Ama doğru olan buydu. Şu an büyüdü koca genç oldu ama düzgün bir çocuk oldu,bu yüzden mutluyuz.
Sen de eğer niyetin elinden geleni yapmaksa ya çocuğu kendin al, sorumlulukları zorlukları karşıla ya da hiç karışma. Küçük kediyi alıp annene atıp işleri karistirman bir iyilik değildir.

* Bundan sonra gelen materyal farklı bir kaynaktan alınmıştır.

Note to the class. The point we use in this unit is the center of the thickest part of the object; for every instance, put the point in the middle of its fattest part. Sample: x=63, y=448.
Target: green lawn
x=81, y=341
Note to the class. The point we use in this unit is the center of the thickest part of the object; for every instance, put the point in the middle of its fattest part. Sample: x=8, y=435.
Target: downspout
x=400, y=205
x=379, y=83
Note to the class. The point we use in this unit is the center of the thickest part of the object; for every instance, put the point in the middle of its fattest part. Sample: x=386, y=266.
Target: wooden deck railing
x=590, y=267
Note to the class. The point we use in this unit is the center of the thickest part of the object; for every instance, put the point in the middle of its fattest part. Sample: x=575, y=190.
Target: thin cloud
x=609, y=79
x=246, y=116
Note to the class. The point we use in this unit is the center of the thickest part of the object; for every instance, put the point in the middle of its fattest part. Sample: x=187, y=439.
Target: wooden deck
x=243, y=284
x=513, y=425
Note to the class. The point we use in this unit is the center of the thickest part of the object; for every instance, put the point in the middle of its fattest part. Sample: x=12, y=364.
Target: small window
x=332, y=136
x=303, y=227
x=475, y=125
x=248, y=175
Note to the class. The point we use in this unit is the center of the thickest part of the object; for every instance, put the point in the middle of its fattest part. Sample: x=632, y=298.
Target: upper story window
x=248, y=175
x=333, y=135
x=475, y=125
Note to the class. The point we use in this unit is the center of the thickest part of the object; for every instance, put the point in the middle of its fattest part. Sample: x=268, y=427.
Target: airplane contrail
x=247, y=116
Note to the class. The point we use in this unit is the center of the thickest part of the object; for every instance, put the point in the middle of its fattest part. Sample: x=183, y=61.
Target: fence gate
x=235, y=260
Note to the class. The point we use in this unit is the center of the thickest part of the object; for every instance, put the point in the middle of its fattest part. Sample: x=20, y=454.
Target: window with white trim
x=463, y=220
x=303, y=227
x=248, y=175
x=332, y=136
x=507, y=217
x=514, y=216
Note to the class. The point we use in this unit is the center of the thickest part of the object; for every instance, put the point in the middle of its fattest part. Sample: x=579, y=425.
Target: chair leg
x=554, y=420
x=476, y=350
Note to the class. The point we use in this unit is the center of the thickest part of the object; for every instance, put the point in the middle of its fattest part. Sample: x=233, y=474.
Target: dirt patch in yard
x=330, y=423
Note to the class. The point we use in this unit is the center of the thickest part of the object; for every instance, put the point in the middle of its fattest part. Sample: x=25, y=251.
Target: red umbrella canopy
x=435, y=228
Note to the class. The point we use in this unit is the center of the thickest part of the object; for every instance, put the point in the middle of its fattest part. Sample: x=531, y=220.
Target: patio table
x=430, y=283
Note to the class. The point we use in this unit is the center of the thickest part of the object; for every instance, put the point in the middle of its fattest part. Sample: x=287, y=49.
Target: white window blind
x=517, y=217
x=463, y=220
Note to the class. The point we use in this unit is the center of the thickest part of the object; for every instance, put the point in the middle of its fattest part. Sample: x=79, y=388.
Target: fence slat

Ama böyle bir çocuğa bakmak da zor , çünkü kendi çocuğun da yok. Üstelik bebek gibi şirin bir şey degil artık ve yorucu bir çocuk. Esin uzun süreli bir bakımi anlayisla karşılamayabilir. Bir de anasına babasına uyuz olduğun insanın çocuğuna bakmak ekstra ekstra zor. Biz bile gıcık olurduk annesi babası keyfine bakarken çocuğun problemli zamanlarını yaşamaktan.
Ne yaparsan iyice düşün, eşinle de konuş.
Çocuğu alıp sonra daha dönem bitmeden geri bırakmak onda 'zaten kimse beni istemiyor' hissini güçlendirir.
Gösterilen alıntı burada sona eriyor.